En commun avec des œuvres antérieures acclamées comme Je suis une salope de Phoenix, fais semblant jusqu'à ce que tu y parviennes et 7 jours ivreKimmings fait le show autour d'elle-même. Bryony, un citadin sophistiqué mais superficiel, rencontre un éco-guerrier sexy et adapté à son âge et s'installe à la campagne pour un mode de vie durable, sans gaspillage d'un consumérisme nocif pour l'environnement, mais également dépourvu de son confort de créature. Il se déroule comme un conte de fées à moitié terni avec une narration ironique mais bénigne et des projections d'ombres fantaisistes de feuilles pommelées, de cerfs, de lapins, etc. (excellent travail de Will Duke) ainsi que notre actrice principale se promenant dans une robe paysanne bucolique comme la touriste d'idylle rurale qu'elle est au départ.
Comme pour la plupart des artistes de classe mondiale, l’œuvre frappe le plus fort et le plus lorsqu’elle nous parle à tous. Kimmings est intelligente et désarmante, drôle et désinvolte, mais elle est aussi accessible… beaucoup de gens la regarderont inévitablement Sorcière des tourbières et je pense, au moins une fois, oui, ça pourrait être moi. Pour être honnête, elle est souvent irritable et méchante (notez la façon dont elle fait la satire de la passion de son partenaire pour la lecture et la façon dont elle méprise ses nouveaux voisins), mais elle est également dans un état de douleur et de perplexité palpables.
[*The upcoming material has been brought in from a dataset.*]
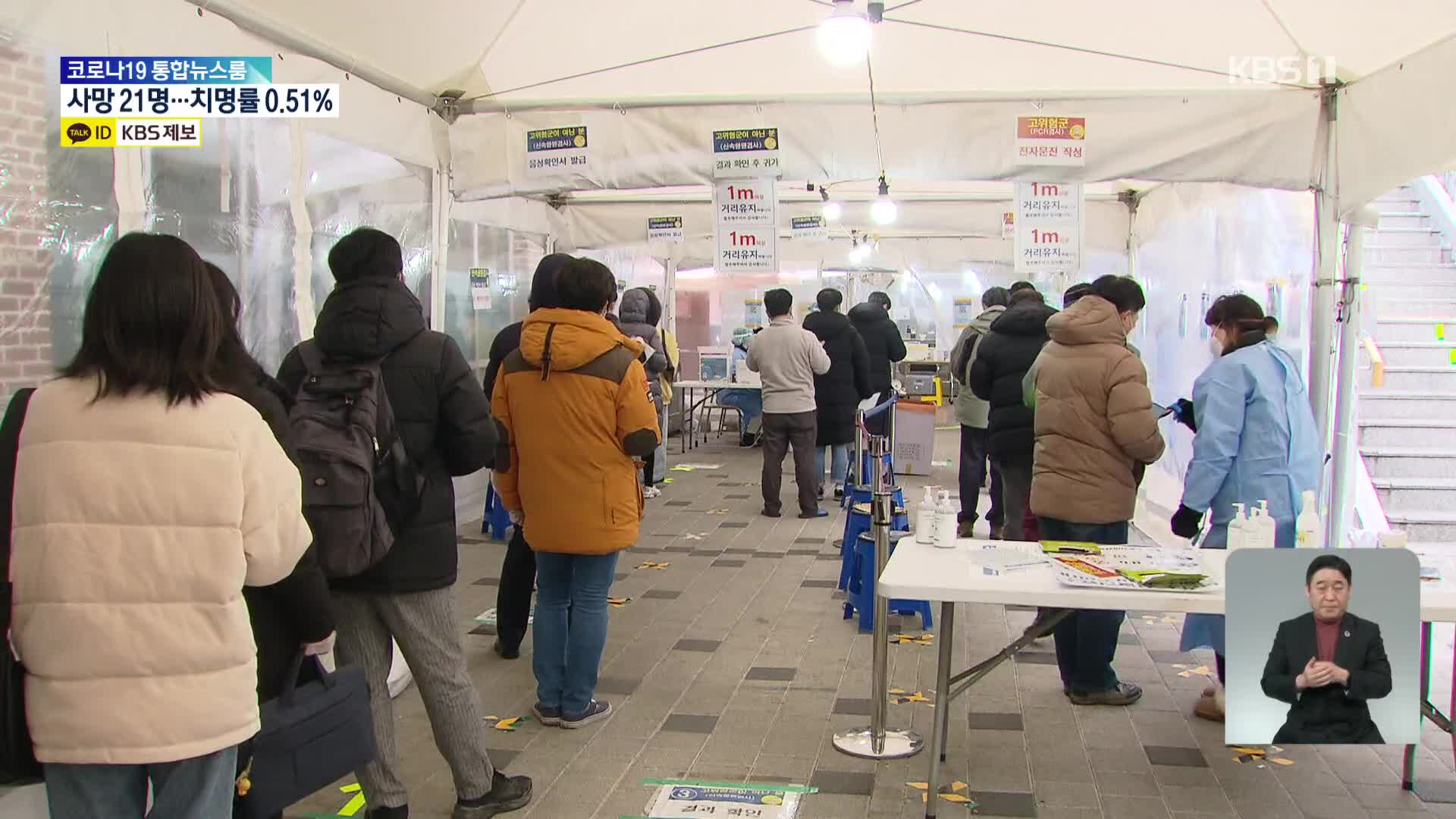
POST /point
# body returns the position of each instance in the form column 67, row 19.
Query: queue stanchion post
column 877, row 741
Une femme moderne hors de sa zone de confort et éloignée de son environnement immédiat par les circonstances et l'attitude est habilement et subtilement éludée par le concept séculaire des sorcières et des perturbations qu'elles évoquent (d'où le titre), ce qui donne lieu à quelques images de scène éphémères mais tranquillement étonnantes. Le plus remarquable cependant est la façon dont Kimmings se transforme avec une conviction totale, passant d'un cynique sage via un traumatisme personnel (traité avec sensibilité) à une mère terrestre bienveillante, mais toujours avec un sens de l'humour irrépressible intact.
La fusion de la crise intérieure avec les problèmes écologiques plus larges qui nous affectent tous se fait à peu près sans heurts, tout comme l'inclusion de chansons, folkloriques et trompeusement ingénieuses, qui étoffent davantage cette histoire non conventionnelle de transformation et d'illumination, qui mystifie parfois mais ne prêche jamais. Diviser la première année de Bryony hors de la ville en quatre saisons est un dispositif de narration intéressant, mais pourrait probablement être un peu compressé (l'automne en particulier semble durer éternellement), et la série dans son ensemble pourrait probablement perdre une vingtaine de minutes sans rien perdre de sa puissance et de son plaisir considérables.
Kimmings est un original authentique et Sorcière des tourbières reflète cela. La dernière section voit les membres du public activement impliqués et ce serait un spoil de décrire exactement comment cela se produit. Il suffit de dire que la série se termine sur une note de communauté qui améliore la vie et qui contraste nettement avec la séquence d'ouverture hilarante et consciente de Kimmings, mais entièrement en conversation avec elle. Mémorable, dérangeant et follement divertissant.